После этих диспутов дед Саливон говорил: «Специалист! Ну и специалист этот Гога! Хитрый, как змий! Он же сам в бога не верит. А говорит — как поет. Просто должность ему, видно, нравится. Спе-ци-а-лист!»
«Должность» у отца Гоги была и вправду ничего себе. Сперва он имел простой мотоцикл, затем мотоцикл с коляской, потом «Запорожец», потом «Запорожец» поменял на «Москвич», а теперь, говорят, записался в очередь на «Жигули».
С прихожанами ладить он умел. Службу божью вел по-прогрессивному. Изучал науку, все ее достижения, выписывал журнал «Знание — сила» и двенадцатого апреля каждый год служил молебен в честь космонавтов.
И разговоры бабки Мокрины — все это, конечно, от отца Гоги.

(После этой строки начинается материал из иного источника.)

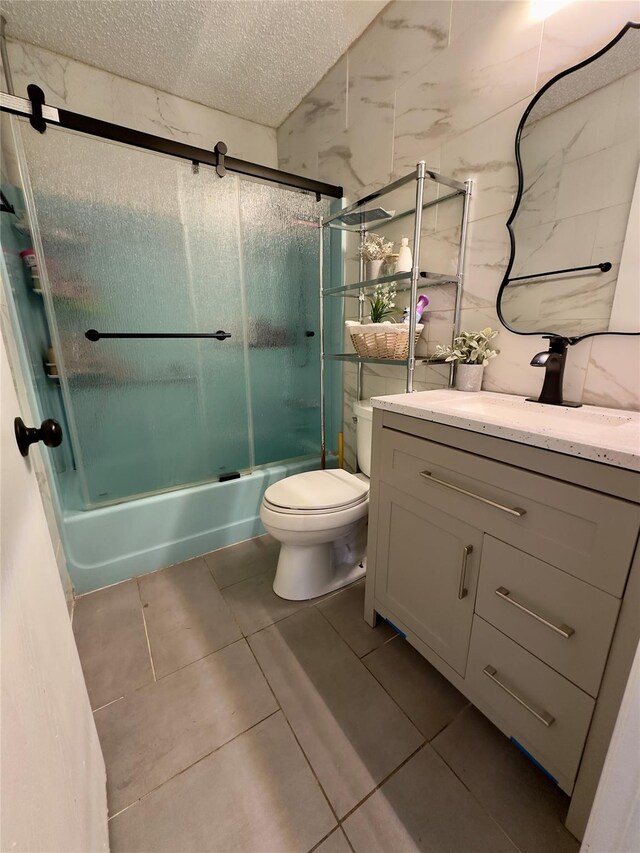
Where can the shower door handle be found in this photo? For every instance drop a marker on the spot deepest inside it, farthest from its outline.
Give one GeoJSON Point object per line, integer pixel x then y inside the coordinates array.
{"type": "Point", "coordinates": [93, 335]}
{"type": "Point", "coordinates": [50, 433]}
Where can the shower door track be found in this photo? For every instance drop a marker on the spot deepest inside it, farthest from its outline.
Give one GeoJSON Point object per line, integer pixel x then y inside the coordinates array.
{"type": "Point", "coordinates": [39, 114]}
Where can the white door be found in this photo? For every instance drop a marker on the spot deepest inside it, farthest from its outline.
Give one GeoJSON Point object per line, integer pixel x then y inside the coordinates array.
{"type": "Point", "coordinates": [52, 774]}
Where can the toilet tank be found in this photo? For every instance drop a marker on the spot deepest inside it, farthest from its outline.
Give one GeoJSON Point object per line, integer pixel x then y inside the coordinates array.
{"type": "Point", "coordinates": [363, 413]}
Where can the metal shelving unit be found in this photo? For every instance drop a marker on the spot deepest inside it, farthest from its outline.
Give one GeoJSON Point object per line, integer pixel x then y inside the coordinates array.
{"type": "Point", "coordinates": [414, 281]}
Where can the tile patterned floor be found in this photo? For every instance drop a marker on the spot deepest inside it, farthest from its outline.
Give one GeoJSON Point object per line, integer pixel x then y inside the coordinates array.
{"type": "Point", "coordinates": [231, 720]}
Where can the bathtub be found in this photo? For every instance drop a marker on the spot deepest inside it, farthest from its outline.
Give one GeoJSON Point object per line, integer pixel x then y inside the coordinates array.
{"type": "Point", "coordinates": [115, 543]}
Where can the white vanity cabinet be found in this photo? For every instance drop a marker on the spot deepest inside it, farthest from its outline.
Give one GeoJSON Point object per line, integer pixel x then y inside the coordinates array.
{"type": "Point", "coordinates": [507, 566]}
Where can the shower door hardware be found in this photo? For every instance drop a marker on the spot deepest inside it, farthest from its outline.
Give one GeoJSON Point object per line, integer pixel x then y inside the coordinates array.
{"type": "Point", "coordinates": [50, 433]}
{"type": "Point", "coordinates": [220, 149]}
{"type": "Point", "coordinates": [128, 136]}
{"type": "Point", "coordinates": [605, 266]}
{"type": "Point", "coordinates": [5, 207]}
{"type": "Point", "coordinates": [93, 335]}
{"type": "Point", "coordinates": [36, 96]}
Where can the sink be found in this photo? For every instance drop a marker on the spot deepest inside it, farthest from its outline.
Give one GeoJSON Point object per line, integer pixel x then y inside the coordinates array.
{"type": "Point", "coordinates": [521, 413]}
{"type": "Point", "coordinates": [605, 435]}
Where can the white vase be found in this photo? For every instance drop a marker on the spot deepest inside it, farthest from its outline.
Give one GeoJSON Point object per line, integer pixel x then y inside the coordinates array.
{"type": "Point", "coordinates": [469, 377]}
{"type": "Point", "coordinates": [373, 269]}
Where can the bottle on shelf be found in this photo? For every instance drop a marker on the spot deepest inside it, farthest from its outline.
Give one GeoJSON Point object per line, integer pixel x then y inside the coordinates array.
{"type": "Point", "coordinates": [405, 261]}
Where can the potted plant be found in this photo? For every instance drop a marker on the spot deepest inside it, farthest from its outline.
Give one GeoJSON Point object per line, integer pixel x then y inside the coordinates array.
{"type": "Point", "coordinates": [472, 352]}
{"type": "Point", "coordinates": [381, 302]}
{"type": "Point", "coordinates": [382, 337]}
{"type": "Point", "coordinates": [375, 250]}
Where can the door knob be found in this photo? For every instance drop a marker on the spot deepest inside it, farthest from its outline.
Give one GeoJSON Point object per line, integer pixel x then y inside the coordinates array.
{"type": "Point", "coordinates": [50, 433]}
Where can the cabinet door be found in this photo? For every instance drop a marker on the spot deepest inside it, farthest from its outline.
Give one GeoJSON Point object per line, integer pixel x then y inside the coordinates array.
{"type": "Point", "coordinates": [427, 573]}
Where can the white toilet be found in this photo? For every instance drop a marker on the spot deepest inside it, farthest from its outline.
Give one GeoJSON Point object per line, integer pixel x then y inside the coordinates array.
{"type": "Point", "coordinates": [320, 519]}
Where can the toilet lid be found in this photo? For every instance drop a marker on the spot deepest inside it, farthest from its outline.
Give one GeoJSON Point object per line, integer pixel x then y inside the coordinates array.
{"type": "Point", "coordinates": [317, 491]}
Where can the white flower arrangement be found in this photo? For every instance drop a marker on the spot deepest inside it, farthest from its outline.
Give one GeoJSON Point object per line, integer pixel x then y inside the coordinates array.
{"type": "Point", "coordinates": [469, 348]}
{"type": "Point", "coordinates": [375, 248]}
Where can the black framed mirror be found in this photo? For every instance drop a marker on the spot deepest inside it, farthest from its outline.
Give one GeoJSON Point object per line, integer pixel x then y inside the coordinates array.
{"type": "Point", "coordinates": [574, 265]}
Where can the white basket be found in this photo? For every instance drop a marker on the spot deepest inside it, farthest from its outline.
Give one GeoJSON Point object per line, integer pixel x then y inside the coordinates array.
{"type": "Point", "coordinates": [381, 340]}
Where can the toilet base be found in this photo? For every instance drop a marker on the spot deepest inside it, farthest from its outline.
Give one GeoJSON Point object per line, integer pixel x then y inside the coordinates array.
{"type": "Point", "coordinates": [308, 571]}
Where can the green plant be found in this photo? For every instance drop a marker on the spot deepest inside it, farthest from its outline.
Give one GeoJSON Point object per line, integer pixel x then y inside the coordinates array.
{"type": "Point", "coordinates": [381, 302]}
{"type": "Point", "coordinates": [469, 348]}
{"type": "Point", "coordinates": [375, 248]}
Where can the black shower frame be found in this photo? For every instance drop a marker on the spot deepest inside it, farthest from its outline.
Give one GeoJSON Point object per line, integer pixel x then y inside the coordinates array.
{"type": "Point", "coordinates": [217, 158]}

Я не успел еще позавтракать, как во двор к нам зашли трое восьмиклассников. Я плохо их знал — они были не с нашего конца.

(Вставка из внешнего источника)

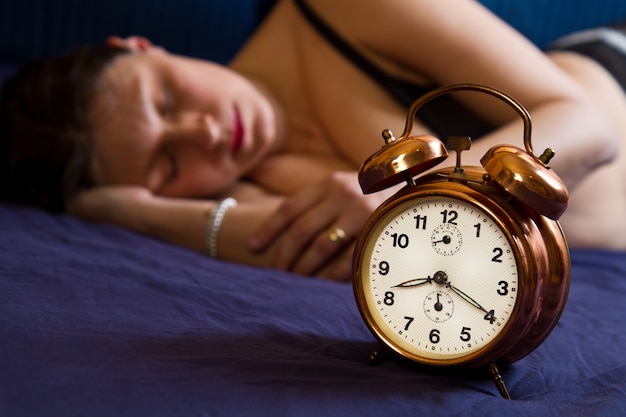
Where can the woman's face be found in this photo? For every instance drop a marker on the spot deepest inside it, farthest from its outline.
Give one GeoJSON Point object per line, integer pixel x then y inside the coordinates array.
{"type": "Point", "coordinates": [180, 127]}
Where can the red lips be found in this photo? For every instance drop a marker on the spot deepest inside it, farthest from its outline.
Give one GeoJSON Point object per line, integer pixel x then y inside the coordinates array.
{"type": "Point", "coordinates": [238, 132]}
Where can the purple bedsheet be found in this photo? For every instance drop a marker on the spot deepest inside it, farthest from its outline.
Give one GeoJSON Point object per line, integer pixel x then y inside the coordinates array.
{"type": "Point", "coordinates": [98, 321]}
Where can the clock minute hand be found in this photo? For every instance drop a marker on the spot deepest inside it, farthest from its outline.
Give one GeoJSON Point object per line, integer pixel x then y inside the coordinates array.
{"type": "Point", "coordinates": [413, 282]}
{"type": "Point", "coordinates": [466, 297]}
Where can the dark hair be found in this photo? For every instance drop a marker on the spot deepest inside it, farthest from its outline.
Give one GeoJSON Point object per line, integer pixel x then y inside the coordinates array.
{"type": "Point", "coordinates": [46, 139]}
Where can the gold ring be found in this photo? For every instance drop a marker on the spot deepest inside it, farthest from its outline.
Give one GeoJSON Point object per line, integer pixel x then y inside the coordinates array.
{"type": "Point", "coordinates": [336, 233]}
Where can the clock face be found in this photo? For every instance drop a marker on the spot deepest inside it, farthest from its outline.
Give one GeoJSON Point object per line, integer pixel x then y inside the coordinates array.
{"type": "Point", "coordinates": [439, 278]}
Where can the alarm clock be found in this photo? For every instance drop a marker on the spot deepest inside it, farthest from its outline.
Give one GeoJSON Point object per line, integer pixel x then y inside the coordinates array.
{"type": "Point", "coordinates": [465, 267]}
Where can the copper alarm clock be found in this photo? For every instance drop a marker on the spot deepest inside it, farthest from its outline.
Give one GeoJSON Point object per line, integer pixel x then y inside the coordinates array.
{"type": "Point", "coordinates": [465, 267]}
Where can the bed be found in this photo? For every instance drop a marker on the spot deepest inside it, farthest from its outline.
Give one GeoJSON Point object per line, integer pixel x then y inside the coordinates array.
{"type": "Point", "coordinates": [99, 321]}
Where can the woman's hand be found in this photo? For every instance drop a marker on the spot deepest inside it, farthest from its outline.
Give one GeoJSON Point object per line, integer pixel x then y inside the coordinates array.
{"type": "Point", "coordinates": [120, 205]}
{"type": "Point", "coordinates": [317, 227]}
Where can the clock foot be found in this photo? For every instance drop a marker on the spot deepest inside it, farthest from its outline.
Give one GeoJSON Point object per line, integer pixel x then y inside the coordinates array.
{"type": "Point", "coordinates": [376, 355]}
{"type": "Point", "coordinates": [497, 378]}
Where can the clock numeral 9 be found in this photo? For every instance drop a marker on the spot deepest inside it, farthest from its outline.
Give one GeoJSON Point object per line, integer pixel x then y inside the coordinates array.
{"type": "Point", "coordinates": [383, 268]}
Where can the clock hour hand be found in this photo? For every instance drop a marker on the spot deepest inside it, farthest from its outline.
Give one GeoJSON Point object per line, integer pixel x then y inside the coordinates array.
{"type": "Point", "coordinates": [413, 282]}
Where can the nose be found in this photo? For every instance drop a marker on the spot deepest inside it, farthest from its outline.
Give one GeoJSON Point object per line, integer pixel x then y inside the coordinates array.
{"type": "Point", "coordinates": [196, 129]}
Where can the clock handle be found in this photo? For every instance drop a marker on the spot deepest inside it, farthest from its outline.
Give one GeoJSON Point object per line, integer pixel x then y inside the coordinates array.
{"type": "Point", "coordinates": [521, 111]}
{"type": "Point", "coordinates": [522, 174]}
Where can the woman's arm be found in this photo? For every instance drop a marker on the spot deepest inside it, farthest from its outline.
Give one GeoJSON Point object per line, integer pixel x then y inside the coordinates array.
{"type": "Point", "coordinates": [181, 221]}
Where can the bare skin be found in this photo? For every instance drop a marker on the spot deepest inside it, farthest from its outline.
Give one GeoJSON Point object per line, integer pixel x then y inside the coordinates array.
{"type": "Point", "coordinates": [313, 118]}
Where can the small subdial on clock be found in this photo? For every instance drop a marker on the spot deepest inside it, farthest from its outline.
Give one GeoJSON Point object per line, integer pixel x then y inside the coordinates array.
{"type": "Point", "coordinates": [446, 239]}
{"type": "Point", "coordinates": [438, 306]}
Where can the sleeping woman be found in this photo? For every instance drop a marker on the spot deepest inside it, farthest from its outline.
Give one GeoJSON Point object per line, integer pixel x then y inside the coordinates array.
{"type": "Point", "coordinates": [131, 134]}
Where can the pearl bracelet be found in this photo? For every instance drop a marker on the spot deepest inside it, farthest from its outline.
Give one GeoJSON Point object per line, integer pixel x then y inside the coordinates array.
{"type": "Point", "coordinates": [215, 223]}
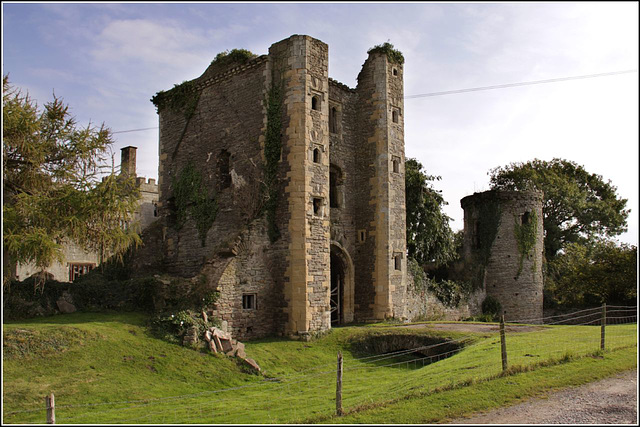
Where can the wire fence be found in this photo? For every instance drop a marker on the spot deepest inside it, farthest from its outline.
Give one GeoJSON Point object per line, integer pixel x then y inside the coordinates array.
{"type": "Point", "coordinates": [371, 380]}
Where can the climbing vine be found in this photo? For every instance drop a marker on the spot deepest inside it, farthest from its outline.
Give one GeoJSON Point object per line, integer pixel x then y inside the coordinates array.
{"type": "Point", "coordinates": [272, 152]}
{"type": "Point", "coordinates": [191, 199]}
{"type": "Point", "coordinates": [526, 237]}
{"type": "Point", "coordinates": [393, 55]}
{"type": "Point", "coordinates": [182, 98]}
{"type": "Point", "coordinates": [234, 55]}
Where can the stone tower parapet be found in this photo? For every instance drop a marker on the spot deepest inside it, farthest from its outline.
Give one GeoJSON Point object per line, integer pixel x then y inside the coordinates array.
{"type": "Point", "coordinates": [339, 253]}
{"type": "Point", "coordinates": [514, 220]}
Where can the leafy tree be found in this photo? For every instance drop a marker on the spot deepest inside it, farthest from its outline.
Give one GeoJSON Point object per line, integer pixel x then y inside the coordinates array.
{"type": "Point", "coordinates": [602, 272]}
{"type": "Point", "coordinates": [578, 206]}
{"type": "Point", "coordinates": [429, 236]}
{"type": "Point", "coordinates": [52, 189]}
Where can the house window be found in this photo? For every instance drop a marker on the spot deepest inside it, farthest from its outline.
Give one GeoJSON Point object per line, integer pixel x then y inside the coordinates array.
{"type": "Point", "coordinates": [249, 302]}
{"type": "Point", "coordinates": [77, 269]}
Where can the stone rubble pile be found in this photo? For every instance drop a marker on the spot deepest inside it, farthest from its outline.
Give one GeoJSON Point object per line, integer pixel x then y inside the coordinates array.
{"type": "Point", "coordinates": [221, 342]}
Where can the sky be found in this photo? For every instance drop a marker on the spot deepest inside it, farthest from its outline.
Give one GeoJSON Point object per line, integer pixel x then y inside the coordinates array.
{"type": "Point", "coordinates": [106, 60]}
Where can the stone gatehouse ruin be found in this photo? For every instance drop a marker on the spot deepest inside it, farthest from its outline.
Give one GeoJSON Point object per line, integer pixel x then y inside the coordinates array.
{"type": "Point", "coordinates": [284, 190]}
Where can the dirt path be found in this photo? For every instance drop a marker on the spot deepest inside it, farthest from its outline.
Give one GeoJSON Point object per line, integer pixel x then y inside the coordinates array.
{"type": "Point", "coordinates": [609, 401]}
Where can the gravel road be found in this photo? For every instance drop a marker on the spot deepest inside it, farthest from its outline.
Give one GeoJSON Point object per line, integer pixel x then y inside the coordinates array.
{"type": "Point", "coordinates": [609, 401]}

— Ну, расскажи, что там… Как?
Оказывается, Бардадым размножил и пустил ее по селу.
И началось…
Скрип-скрип!..
Скрип-скрип!..
Калитка наша не закрывалась.
Только я кончал рассказывать, как снова приходилось начинать сначала.
Наконец я не выдержал. Схватил удочки — и дёру. Махнул в плавни.
А когда вечером воротился, то увидел, что возле наших ворот стоит машина. Я не стал догадываться, чья эта машина, — к моей маме, депутату, часто приезжали из района и даже из области, но, зайдя во двор, я так и присел: под яблоней рядом с дедом Варавой сидел… поп Гога. Я хотел броситься назад, но было уже поздно — меня заметили.
— A-а, рыбак, — приветливо улыбнулся мне отец Гога. — Здравствуй!
Я замер. Ну, сейчас начнет, как бабка Мокрина: «Славен еси, отроче… видение, что тебе явлено… Варвара-великомученица, сохрани, спаси и помилуй…» Да еще при деде. Хоть крестись и уноси ноги!
Но он не начинал.
— Ну-ка, показывай улов, — сказал он весело и, взяв у меня прут с нанизанной на нем рыбой, начал разглядывать. — О, три чехони, подлещики, устирочка, ерши… носачи и обычные… краснопер, язик… О! И линек один даже есть… Молодец! Знатная будет ушица. Здорово клюет? На что ловил? На червяка, мотыля, на хлеб… или, может, на тесто? А?
— На червяка… красненького, — едва-едва выдавил я из себя, настороженно глядя на него: когда же он начнет?